Poin Pembelajaran
Tanah yang digadaikan melebihi 7 tahun harus dikembalikan kepada pemilik tanah tanpa harus membayar uang tebusan sedangkan pemegang gadai yang menguasai tanah lebih dari 7 tahun harus membayar ganti kerugian kepada pemilik tanah.
Ringkasan Pokok Perkara
Orang tua Para Penggugat memiliki sebidang tanah seluas ± 25 are. Pada tahun 1982 tanah objek sengketa tersebut dijaminan oleh orang tua Para Penggugat untuk pinjaman uang sebesar Rp. 200.000. Uang tersebut digunakan untuk kepentingan ongkos naik haji dan sepulangnya ibadah haji H. Yasin belum dapat mengembalikan uang pinjamannya kepada Tergugat. Pada tahun 2006, Penggugat III telah mendatangi Tergugat untuk melunasi utang H. Yasin (orangtua Penggugat III), namun ditolak karena Tergugat masih ingin mengerjakan tanah objek sengketa dan disetujui oleh H. Yasin.
Setelah H. Yasin meninggal di tahun 2006, Penggugat III kembali lagi menemui Tergugat untuk melunasi pembayaran utang kepada Tergugat, namun Tergugat menolak pembayaran dengan alasan bahwa tanah sudah dilaukan jual beli labur. Pada tahun 2009, terjadi perubahan nama dalam buku Kohir dan buku Penetapan Pajak dari nama orang tua Para Penggugat menjadi H. Muhammad Amin. Tergugat beritikad buruk untuk memiliki objek sengketa (tanah) secara tidak sah dan melawan hukum. Selain itu, tanah tersebut telah dirubah bentuk dari kebun menjadi lahan pembuatan batu bata dengan cara menggali tanah objek sengketa, sehingga objek sengketa telah dirusak tanpa izin penggugat.
Pertimbangan Hakim
Pada pengadilan tingkat pertama, Majelis Hakim menolak gugatan Para Penggugat dengan alasan bahwa Para Penggugat tidak bisa membuktikan penguasaan tanah oleh Tergugat atas dasar gadai.
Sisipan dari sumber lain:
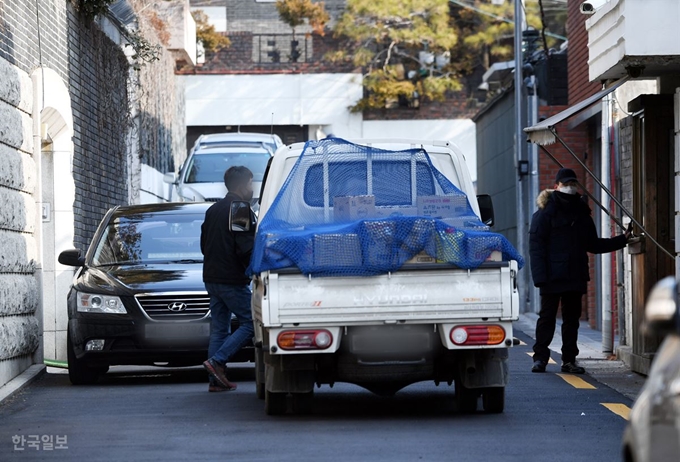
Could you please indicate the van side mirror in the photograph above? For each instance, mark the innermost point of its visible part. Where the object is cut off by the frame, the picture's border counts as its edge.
(661, 311)
(486, 209)
(170, 177)
(240, 218)
(71, 257)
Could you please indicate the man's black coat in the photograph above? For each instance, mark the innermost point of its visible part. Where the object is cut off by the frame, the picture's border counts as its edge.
(562, 233)
(226, 254)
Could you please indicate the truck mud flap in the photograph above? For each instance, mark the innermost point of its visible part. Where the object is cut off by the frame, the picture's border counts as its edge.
(289, 374)
(484, 368)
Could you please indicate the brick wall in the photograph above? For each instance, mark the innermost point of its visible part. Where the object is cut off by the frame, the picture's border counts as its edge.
(95, 70)
(577, 60)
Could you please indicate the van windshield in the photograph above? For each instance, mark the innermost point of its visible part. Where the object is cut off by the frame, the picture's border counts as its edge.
(210, 168)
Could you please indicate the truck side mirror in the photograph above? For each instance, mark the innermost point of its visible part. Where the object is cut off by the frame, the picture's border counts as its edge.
(170, 177)
(71, 257)
(661, 310)
(240, 218)
(486, 209)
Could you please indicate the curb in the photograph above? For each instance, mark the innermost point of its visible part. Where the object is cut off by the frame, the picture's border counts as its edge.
(21, 381)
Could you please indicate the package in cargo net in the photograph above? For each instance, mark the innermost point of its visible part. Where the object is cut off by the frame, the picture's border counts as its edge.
(352, 210)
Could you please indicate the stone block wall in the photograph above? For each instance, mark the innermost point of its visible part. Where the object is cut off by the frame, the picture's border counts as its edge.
(19, 300)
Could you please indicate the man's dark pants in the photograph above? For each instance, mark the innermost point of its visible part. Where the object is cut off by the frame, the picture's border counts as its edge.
(545, 327)
(226, 299)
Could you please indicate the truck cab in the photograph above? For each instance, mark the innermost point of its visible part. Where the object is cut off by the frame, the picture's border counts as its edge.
(423, 320)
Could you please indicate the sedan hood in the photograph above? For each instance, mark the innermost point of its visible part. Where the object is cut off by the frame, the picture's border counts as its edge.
(131, 279)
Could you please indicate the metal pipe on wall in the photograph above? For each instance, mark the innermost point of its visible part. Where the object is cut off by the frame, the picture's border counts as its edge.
(605, 230)
(534, 170)
(519, 136)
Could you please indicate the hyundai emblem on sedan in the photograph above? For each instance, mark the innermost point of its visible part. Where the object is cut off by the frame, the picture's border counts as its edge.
(177, 306)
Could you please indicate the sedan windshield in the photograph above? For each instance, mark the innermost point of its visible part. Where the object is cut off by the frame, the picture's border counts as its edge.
(150, 238)
(210, 168)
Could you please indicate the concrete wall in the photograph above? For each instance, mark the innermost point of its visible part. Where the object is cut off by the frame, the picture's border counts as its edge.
(92, 126)
(293, 99)
(461, 131)
(496, 171)
(19, 296)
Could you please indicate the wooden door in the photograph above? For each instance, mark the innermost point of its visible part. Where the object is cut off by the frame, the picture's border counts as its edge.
(653, 206)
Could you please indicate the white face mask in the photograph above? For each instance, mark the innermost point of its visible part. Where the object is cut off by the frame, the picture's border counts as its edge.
(568, 189)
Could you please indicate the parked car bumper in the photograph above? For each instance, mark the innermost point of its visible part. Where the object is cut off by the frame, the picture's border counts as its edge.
(126, 343)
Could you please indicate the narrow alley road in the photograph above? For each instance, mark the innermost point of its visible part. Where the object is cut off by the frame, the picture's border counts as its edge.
(160, 416)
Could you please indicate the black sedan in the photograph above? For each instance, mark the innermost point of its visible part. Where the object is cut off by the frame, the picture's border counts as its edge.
(138, 297)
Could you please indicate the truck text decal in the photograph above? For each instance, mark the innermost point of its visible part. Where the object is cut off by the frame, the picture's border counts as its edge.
(390, 299)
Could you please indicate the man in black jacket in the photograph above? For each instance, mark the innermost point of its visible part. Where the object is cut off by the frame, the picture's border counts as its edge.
(562, 233)
(226, 256)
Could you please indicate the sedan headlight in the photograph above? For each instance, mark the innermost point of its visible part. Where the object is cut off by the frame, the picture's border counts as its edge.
(93, 303)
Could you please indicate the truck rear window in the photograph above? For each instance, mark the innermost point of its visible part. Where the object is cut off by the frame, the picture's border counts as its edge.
(391, 182)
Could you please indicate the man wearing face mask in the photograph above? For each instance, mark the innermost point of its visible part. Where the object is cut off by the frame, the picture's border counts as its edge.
(561, 236)
(226, 256)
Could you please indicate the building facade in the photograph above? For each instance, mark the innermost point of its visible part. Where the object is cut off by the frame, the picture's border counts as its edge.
(255, 85)
(644, 116)
(73, 115)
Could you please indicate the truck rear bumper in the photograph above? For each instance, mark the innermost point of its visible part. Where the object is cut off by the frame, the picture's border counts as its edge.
(386, 360)
(373, 337)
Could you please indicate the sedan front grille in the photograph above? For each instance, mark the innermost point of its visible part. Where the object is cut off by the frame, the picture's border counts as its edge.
(175, 306)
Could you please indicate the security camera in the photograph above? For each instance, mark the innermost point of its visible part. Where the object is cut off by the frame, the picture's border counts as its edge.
(590, 7)
(587, 8)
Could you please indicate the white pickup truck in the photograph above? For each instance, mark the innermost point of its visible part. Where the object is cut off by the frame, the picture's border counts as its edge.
(427, 321)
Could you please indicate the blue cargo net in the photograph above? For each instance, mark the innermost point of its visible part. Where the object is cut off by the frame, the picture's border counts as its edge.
(352, 210)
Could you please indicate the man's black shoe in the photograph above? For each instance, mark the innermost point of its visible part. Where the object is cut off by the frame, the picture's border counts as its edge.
(572, 368)
(539, 366)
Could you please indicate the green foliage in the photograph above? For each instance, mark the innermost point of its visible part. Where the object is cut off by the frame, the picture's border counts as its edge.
(90, 9)
(386, 38)
(296, 12)
(489, 37)
(206, 33)
(145, 51)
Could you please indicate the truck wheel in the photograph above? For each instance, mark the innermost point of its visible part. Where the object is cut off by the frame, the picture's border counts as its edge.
(259, 373)
(303, 403)
(275, 403)
(78, 372)
(466, 398)
(493, 400)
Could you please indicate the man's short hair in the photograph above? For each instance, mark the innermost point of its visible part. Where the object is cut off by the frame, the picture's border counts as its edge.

Putusan tingkat pertama dibatalkan pada tingkat banding dengan pertimbangan hukum bahwa tanah objek sengketa adalah milik Para Penggugat sebagai ahli waris H. Yasin Bin Ali At Anwar.
Majelis hakim pada tingkat banding memberikan pertimbangan hukum bahwa transaksi jual beli labur di bawah tangan harus bersifat “terang dan tunai” dimana syarat terang tidak terpenuhi karena tidak adanya saksi dari kepala desa setempat dan saksi lainnya yang cakap.
Majelis Hakim pada tingkat banding berkeyakinan bahwa peristiwa hukum yang terjadi antara orang tua Para Penggugat dengan H.M. Amin (Tergugat) adalah gadai atas pinjaman untuk ibadah haji. Sehingga, jika masa gadainya telah berlangsung 7 tahun, maka tanah tersebut harus segera dikembalikan kepada pemberi gadai (pemilik tanah) tanpa syarat apa pun termasuk tanpa kewajiban pemberi gadai untuk membayar uang tebusan.
Terhadap putusan Pengadilan Tinggi Mataram tersebut, tergugat mengajukan kasasi ke Mahkamah Agung. Namun, Mahkamah Agung menolak permohonan kasasi dari Tergugat dengan pertimbangan hukum bahwa perbuatan hukum yang terjadi antara H. Yasin dengan H.M. Amin adalah gadai tanah. Majelis Hakim tingkat kasasi sependapat dengan Putusan Pengadilan Tinggi Mataram. Oleh karena gadai tanah tersebut telah lebih dari 7 tahun, maka tanah tersebut harus segera dikembalikan.